Una delegazione dalla piazza è stata ricevuta al ministero dal viceministro leghista Edoardo Rixi. Salvini si trovava a Bologna e la sua assenza ha causato l’ironia della piazza: «forse sta ancora a Palermo?», scherza qualcuno. E dal capoluogo emiliano il ministro attacca lo sciopero: «Chi dice di rappresentare i lavoratori ne sta bloccando a milioni». Per poi proseguire con una sentenza ambigua che suona come una minaccia, in bocca al ministro che nel 2023 ha precettato uno sciopero: «dal mio punto di vista è l’ultimo». Un nervosismo comprensibile dato che in piazza c’era anche la Ugl, che guarda a destra, e la Cisal, particolarmente forte nel settore. Proprio una loro delegazione arriva da Genova sotto il ministero mentre dentro i segretari stanno ancora discutendo con il viceministro, portando uno striscione con scritto «Né rossi né neri, siamo solo tranvieri». Dietro di loro la Filt di Genova che ribatte: «Oggi come ieri, rossi e tranvieri».

L’esito dell’incontro è la convocazione di due tavoli, di cui uno anche con gli enti locali, per discutere la vertenza e le soluzioni economiche. Il primo appuntamento è per il 12 novembre alle 18, con anche il ministero delle Finanze.
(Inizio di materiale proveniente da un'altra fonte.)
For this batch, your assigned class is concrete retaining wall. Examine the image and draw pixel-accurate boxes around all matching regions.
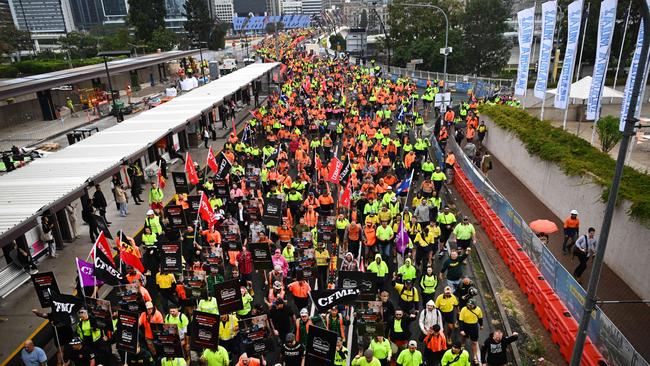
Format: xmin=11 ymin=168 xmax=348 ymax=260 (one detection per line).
xmin=481 ymin=116 xmax=650 ymax=299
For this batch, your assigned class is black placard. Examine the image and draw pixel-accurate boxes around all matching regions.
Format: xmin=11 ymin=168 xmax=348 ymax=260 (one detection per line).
xmin=93 ymin=215 xmax=113 ymax=239
xmin=151 ymin=324 xmax=185 ymax=358
xmin=239 ymin=314 xmax=268 ymax=356
xmin=214 ymin=280 xmax=244 ymax=314
xmin=86 ymin=297 xmax=113 ymax=332
xmin=248 ymin=243 xmax=273 ymax=269
xmin=165 ymin=205 xmax=187 ymax=229
xmin=114 ymin=310 xmax=139 ymax=353
xmin=262 ymin=198 xmax=282 ymax=226
xmin=190 ymin=310 xmax=219 ymax=351
xmin=337 ymin=271 xmax=377 ymax=298
xmin=305 ymin=326 xmax=338 ymax=366
xmin=213 ymin=179 xmax=230 ymax=198
xmin=160 ymin=243 xmax=183 ymax=273
xmin=32 ymin=272 xmax=59 ymax=308
xmin=172 ymin=172 xmax=190 ymax=194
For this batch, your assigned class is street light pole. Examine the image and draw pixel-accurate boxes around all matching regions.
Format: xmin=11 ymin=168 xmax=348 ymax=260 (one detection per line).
xmin=394 ymin=4 xmax=449 ymax=85
xmin=569 ymin=0 xmax=650 ymax=366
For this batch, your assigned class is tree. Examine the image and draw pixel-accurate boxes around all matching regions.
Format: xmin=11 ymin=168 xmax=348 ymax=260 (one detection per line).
xmin=596 ymin=116 xmax=623 ymax=152
xmin=127 ymin=0 xmax=167 ymax=42
xmin=462 ymin=0 xmax=512 ymax=76
xmin=148 ymin=27 xmax=178 ymax=51
xmin=183 ymin=0 xmax=212 ymax=42
xmin=208 ymin=23 xmax=228 ymax=51
xmin=359 ymin=9 xmax=368 ymax=29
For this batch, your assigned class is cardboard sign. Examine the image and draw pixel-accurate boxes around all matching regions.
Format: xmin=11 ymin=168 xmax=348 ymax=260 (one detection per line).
xmin=172 ymin=172 xmax=190 ymax=194
xmin=151 ymin=324 xmax=184 ymax=358
xmin=337 ymin=271 xmax=377 ymax=298
xmin=214 ymin=280 xmax=244 ymax=314
xmin=190 ymin=310 xmax=219 ymax=351
xmin=213 ymin=179 xmax=230 ymax=198
xmin=160 ymin=243 xmax=183 ymax=273
xmin=113 ymin=310 xmax=139 ymax=353
xmin=248 ymin=243 xmax=273 ymax=269
xmin=305 ymin=326 xmax=338 ymax=366
xmin=165 ymin=205 xmax=187 ymax=229
xmin=32 ymin=272 xmax=59 ymax=308
xmin=86 ymin=297 xmax=113 ymax=332
xmin=262 ymin=198 xmax=282 ymax=226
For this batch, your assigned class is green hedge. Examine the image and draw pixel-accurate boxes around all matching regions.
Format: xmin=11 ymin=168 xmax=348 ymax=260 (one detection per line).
xmin=480 ymin=105 xmax=650 ymax=223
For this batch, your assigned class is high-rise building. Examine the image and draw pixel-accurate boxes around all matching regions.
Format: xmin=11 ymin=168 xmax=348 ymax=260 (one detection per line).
xmin=70 ymin=0 xmax=104 ymax=30
xmin=212 ymin=0 xmax=235 ymax=23
xmin=280 ymin=0 xmax=302 ymax=15
xmin=101 ymin=0 xmax=129 ymax=24
xmin=233 ymin=0 xmax=266 ymax=16
xmin=266 ymin=0 xmax=282 ymax=15
xmin=302 ymin=0 xmax=323 ymax=15
xmin=9 ymin=0 xmax=76 ymax=51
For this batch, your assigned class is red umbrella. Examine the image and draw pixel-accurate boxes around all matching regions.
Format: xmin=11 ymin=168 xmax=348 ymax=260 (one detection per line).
xmin=528 ymin=220 xmax=557 ymax=234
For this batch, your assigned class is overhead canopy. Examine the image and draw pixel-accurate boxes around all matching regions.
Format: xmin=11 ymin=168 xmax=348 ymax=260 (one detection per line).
xmin=0 ymin=63 xmax=279 ymax=246
xmin=547 ymin=76 xmax=623 ymax=99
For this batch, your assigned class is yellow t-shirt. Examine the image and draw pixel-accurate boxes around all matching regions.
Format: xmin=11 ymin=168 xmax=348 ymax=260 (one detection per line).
xmin=458 ymin=306 xmax=483 ymax=324
xmin=436 ymin=294 xmax=458 ymax=313
xmin=156 ymin=272 xmax=176 ymax=289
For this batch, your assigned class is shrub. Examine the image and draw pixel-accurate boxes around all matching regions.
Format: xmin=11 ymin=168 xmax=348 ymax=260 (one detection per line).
xmin=480 ymin=105 xmax=650 ymax=223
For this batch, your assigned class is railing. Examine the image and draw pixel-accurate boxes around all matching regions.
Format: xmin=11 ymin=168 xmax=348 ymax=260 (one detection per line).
xmin=447 ymin=139 xmax=649 ymax=366
xmin=382 ymin=65 xmax=514 ymax=98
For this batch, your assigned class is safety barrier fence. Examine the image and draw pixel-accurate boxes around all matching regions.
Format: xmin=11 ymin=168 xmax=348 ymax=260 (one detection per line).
xmin=382 ymin=65 xmax=514 ymax=98
xmin=448 ymin=139 xmax=648 ymax=366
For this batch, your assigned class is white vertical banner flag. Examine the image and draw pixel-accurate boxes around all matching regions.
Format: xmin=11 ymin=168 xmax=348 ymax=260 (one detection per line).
xmin=515 ymin=7 xmax=535 ymax=95
xmin=587 ymin=0 xmax=618 ymax=120
xmin=553 ymin=0 xmax=582 ymax=109
xmin=534 ymin=1 xmax=557 ymax=99
xmin=619 ymin=7 xmax=650 ymax=131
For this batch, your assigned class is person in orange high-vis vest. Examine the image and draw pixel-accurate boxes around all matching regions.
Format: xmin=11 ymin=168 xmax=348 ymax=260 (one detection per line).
xmin=305 ymin=206 xmax=318 ymax=229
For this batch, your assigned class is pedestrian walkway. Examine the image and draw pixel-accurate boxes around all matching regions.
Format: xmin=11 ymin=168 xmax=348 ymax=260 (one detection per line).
xmin=0 ymin=84 xmax=166 ymax=151
xmin=490 ymin=153 xmax=650 ymax=359
xmin=0 ymin=96 xmax=264 ymax=360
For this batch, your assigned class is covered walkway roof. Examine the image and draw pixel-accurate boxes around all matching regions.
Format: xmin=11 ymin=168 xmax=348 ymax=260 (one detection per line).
xmin=0 ymin=63 xmax=279 ymax=246
xmin=0 ymin=50 xmax=199 ymax=100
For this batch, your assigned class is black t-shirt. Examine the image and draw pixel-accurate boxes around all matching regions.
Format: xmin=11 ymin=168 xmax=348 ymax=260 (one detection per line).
xmin=63 ymin=345 xmax=95 ymax=366
xmin=281 ymin=342 xmax=305 ymax=366
xmin=269 ymin=304 xmax=293 ymax=334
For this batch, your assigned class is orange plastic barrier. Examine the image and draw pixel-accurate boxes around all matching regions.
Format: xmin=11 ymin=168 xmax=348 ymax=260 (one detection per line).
xmin=454 ymin=165 xmax=603 ymax=366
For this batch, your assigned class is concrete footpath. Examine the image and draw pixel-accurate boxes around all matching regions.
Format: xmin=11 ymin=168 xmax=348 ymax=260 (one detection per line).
xmin=489 ymin=156 xmax=650 ymax=359
xmin=0 ymin=96 xmax=256 ymax=360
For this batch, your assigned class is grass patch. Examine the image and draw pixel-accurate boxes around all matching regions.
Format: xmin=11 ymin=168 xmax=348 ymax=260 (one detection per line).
xmin=480 ymin=105 xmax=650 ymax=227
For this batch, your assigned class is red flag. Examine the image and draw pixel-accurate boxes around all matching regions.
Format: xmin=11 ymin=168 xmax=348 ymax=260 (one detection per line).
xmin=90 ymin=231 xmax=115 ymax=266
xmin=326 ymin=156 xmax=343 ymax=184
xmin=185 ymin=152 xmax=199 ymax=185
xmin=199 ymin=192 xmax=216 ymax=227
xmin=158 ymin=167 xmax=167 ymax=189
xmin=339 ymin=180 xmax=350 ymax=207
xmin=208 ymin=147 xmax=219 ymax=173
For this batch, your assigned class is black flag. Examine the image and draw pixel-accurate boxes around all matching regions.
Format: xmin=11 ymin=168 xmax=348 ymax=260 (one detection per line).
xmin=94 ymin=244 xmax=126 ymax=286
xmin=50 ymin=292 xmax=83 ymax=324
xmin=309 ymin=288 xmax=361 ymax=313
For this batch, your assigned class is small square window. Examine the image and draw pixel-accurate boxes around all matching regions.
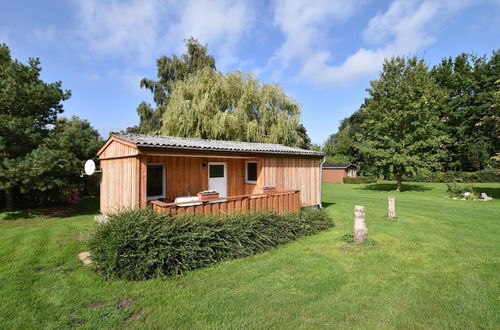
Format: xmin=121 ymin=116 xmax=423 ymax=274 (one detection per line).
xmin=245 ymin=162 xmax=257 ymax=184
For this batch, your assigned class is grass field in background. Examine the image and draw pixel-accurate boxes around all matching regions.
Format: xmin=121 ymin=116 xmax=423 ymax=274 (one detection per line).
xmin=0 ymin=182 xmax=500 ymax=329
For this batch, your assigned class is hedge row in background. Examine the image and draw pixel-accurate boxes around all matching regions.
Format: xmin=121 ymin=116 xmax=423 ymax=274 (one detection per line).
xmin=342 ymin=176 xmax=377 ymax=184
xmin=404 ymin=169 xmax=500 ymax=183
xmin=88 ymin=208 xmax=333 ymax=280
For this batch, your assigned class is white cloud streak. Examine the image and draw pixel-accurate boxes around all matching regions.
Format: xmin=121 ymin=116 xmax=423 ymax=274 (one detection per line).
xmin=75 ymin=0 xmax=252 ymax=66
xmin=274 ymin=0 xmax=486 ymax=85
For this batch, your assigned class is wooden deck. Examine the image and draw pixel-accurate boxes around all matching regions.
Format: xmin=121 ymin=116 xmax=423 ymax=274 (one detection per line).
xmin=150 ymin=190 xmax=301 ymax=215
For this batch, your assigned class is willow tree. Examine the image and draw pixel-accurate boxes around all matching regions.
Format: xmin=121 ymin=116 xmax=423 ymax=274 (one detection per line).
xmin=160 ymin=68 xmax=307 ymax=147
xmin=133 ymin=38 xmax=215 ymax=134
xmin=357 ymin=57 xmax=447 ymax=191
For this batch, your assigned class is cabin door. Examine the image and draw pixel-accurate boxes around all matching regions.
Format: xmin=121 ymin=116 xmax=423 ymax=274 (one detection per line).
xmin=208 ymin=163 xmax=227 ymax=197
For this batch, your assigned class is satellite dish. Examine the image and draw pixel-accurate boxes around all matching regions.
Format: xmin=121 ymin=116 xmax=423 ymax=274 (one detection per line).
xmin=85 ymin=159 xmax=95 ymax=175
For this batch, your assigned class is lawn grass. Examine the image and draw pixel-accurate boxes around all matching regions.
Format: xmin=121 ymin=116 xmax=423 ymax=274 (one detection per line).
xmin=0 ymin=182 xmax=500 ymax=329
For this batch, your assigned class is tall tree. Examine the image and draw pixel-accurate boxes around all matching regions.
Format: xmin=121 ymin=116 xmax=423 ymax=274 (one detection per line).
xmin=431 ymin=51 xmax=500 ymax=171
xmin=133 ymin=38 xmax=215 ymax=134
xmin=160 ymin=68 xmax=310 ymax=147
xmin=357 ymin=57 xmax=447 ymax=191
xmin=0 ymin=44 xmax=71 ymax=208
xmin=323 ymin=111 xmax=366 ymax=165
xmin=0 ymin=45 xmax=102 ymax=209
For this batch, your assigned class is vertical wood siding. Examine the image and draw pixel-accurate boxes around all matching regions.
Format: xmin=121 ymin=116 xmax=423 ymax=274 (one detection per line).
xmin=262 ymin=157 xmax=321 ymax=206
xmin=99 ymin=140 xmax=321 ymax=213
xmin=151 ymin=190 xmax=301 ymax=215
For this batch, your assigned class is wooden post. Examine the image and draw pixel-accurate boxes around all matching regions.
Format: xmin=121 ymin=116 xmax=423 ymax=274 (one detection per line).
xmin=354 ymin=205 xmax=368 ymax=243
xmin=387 ymin=196 xmax=396 ymax=219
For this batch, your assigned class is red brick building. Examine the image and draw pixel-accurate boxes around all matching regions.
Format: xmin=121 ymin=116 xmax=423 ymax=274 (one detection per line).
xmin=322 ymin=164 xmax=358 ymax=182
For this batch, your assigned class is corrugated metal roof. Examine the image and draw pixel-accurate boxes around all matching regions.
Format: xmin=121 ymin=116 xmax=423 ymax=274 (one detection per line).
xmin=112 ymin=133 xmax=324 ymax=157
xmin=323 ymin=164 xmax=358 ymax=169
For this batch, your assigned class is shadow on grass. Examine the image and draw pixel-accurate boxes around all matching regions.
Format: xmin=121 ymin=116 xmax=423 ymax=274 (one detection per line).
xmin=54 ymin=196 xmax=99 ymax=218
xmin=0 ymin=210 xmax=40 ymax=220
xmin=321 ymin=202 xmax=335 ymax=209
xmin=357 ymin=182 xmax=431 ymax=192
xmin=476 ymin=187 xmax=500 ymax=199
xmin=0 ymin=196 xmax=99 ymax=221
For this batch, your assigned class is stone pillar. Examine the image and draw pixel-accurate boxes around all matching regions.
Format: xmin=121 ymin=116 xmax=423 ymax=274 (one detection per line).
xmin=387 ymin=196 xmax=396 ymax=219
xmin=354 ymin=205 xmax=368 ymax=243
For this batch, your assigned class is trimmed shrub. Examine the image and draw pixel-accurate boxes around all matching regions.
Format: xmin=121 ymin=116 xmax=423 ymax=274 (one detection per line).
xmin=342 ymin=176 xmax=377 ymax=184
xmin=446 ymin=182 xmax=479 ymax=199
xmin=88 ymin=208 xmax=333 ymax=280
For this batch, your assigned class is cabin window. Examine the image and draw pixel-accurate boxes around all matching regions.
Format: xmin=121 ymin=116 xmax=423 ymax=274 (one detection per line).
xmin=245 ymin=162 xmax=257 ymax=184
xmin=147 ymin=164 xmax=166 ymax=200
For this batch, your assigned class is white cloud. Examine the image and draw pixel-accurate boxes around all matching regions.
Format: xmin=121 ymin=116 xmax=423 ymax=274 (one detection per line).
xmin=83 ymin=72 xmax=102 ymax=81
xmin=0 ymin=26 xmax=10 ymax=45
xmin=32 ymin=25 xmax=57 ymax=43
xmin=72 ymin=0 xmax=252 ymax=66
xmin=75 ymin=0 xmax=168 ymax=64
xmin=172 ymin=0 xmax=254 ymax=69
xmin=275 ymin=0 xmax=486 ymax=85
xmin=73 ymin=0 xmax=253 ymax=92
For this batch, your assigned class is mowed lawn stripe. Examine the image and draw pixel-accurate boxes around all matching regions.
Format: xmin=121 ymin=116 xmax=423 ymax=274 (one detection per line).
xmin=0 ymin=182 xmax=500 ymax=329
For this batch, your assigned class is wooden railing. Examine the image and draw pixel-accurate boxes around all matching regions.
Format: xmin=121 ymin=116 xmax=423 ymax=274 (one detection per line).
xmin=150 ymin=190 xmax=301 ymax=215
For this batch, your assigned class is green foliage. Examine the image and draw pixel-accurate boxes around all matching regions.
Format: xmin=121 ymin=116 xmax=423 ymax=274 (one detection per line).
xmin=160 ymin=69 xmax=306 ymax=147
xmin=0 ymin=182 xmax=500 ymax=329
xmin=446 ymin=182 xmax=479 ymax=199
xmin=323 ymin=50 xmax=500 ymax=179
xmin=0 ymin=210 xmax=38 ymax=220
xmin=430 ymin=51 xmax=500 ymax=171
xmin=88 ymin=208 xmax=332 ymax=280
xmin=342 ymin=176 xmax=377 ymax=184
xmin=0 ymin=45 xmax=102 ymax=208
xmin=135 ymin=39 xmax=311 ymax=149
xmin=357 ymin=57 xmax=447 ymax=190
xmin=404 ymin=169 xmax=500 ymax=183
xmin=340 ymin=233 xmax=354 ymax=243
xmin=132 ymin=38 xmax=215 ymax=134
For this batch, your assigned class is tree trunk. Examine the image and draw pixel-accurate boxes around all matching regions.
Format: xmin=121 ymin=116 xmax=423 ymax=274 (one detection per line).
xmin=396 ymin=174 xmax=403 ymax=192
xmin=5 ymin=188 xmax=14 ymax=211
xmin=387 ymin=196 xmax=396 ymax=219
xmin=354 ymin=205 xmax=368 ymax=243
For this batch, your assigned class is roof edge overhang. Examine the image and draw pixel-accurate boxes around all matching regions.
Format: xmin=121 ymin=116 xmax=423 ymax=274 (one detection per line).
xmin=137 ymin=144 xmax=324 ymax=158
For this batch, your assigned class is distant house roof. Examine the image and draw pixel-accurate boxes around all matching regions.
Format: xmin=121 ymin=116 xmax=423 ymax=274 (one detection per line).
xmin=112 ymin=133 xmax=324 ymax=157
xmin=323 ymin=164 xmax=358 ymax=170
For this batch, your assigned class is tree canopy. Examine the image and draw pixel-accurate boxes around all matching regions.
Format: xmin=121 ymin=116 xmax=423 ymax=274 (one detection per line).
xmin=133 ymin=38 xmax=216 ymax=134
xmin=160 ymin=69 xmax=304 ymax=146
xmin=323 ymin=51 xmax=500 ymax=186
xmin=135 ymin=38 xmax=311 ymax=148
xmin=0 ymin=45 xmax=102 ymax=208
xmin=357 ymin=57 xmax=447 ymax=191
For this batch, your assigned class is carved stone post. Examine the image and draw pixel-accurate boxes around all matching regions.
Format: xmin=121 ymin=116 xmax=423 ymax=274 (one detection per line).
xmin=387 ymin=196 xmax=396 ymax=219
xmin=354 ymin=205 xmax=368 ymax=243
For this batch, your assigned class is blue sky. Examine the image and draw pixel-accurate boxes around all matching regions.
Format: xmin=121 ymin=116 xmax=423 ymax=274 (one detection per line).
xmin=0 ymin=0 xmax=500 ymax=143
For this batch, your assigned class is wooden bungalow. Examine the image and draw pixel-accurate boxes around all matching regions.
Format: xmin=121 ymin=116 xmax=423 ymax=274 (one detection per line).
xmin=97 ymin=134 xmax=323 ymax=214
xmin=322 ymin=164 xmax=358 ymax=183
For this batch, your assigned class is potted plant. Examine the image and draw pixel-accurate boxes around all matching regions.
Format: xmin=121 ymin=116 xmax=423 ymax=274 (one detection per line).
xmin=198 ymin=190 xmax=219 ymax=202
xmin=260 ymin=186 xmax=276 ymax=194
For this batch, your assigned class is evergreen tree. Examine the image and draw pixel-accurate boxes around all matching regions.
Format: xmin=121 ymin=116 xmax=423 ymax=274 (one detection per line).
xmin=0 ymin=45 xmax=102 ymax=209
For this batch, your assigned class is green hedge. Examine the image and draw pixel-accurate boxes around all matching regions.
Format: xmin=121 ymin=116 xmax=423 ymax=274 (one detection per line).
xmin=342 ymin=176 xmax=377 ymax=184
xmin=88 ymin=208 xmax=333 ymax=280
xmin=404 ymin=169 xmax=500 ymax=183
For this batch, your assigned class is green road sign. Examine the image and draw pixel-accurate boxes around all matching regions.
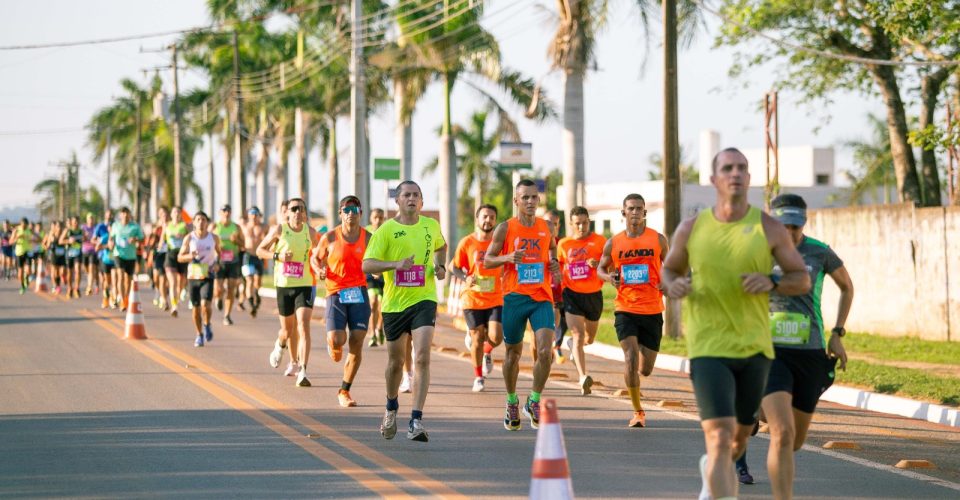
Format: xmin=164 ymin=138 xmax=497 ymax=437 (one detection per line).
xmin=373 ymin=158 xmax=400 ymax=181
Un risultato che i sindacati descrivono come «positivo ma non soddisfacente, dobbiamo andare avanti con la lotta». Sullo sfondo della mobilitazione rimane il tema dei fondi, nodo imprescindibile sia per il rilancio del trasporto pubblico che per il rinnovo dei contratti. Nella legge di bilancio l’aumento del fondo di finanziamento è di 120 milioni, una cifra ritenuta assolutamente insufficiente da sindacati, associazioni di categoria e opposizioni, che ne avevano chiesti 800. «Le priorità evidentemente sono altre: ponte sullo stretto, hotspot in Albania e armi» dice Tania Assandri della Filt Lombardia. Per il ponte le previsioni di bilancio parlano di 4 miliardi in tre anni, mentre il fondo nazionale ha perso 2 miliardi in dieci anni, passando da 7 a 5, senza considerare l’inflazione. Un definanziamento che mette a repentaglio l’esistenza stessa di un sistema di trasporti pubblici, con lo spettro dell’autonomia differenziata che punirà le regioni più povere. Intanto Salvini risponde ai sindacati che i soldi «li sta cercando». La normalità dei tagli, annunciata dal ministro Giorgetti alla Camera pochi giorni fa, si preannuncia una normalità di privatizzazioni.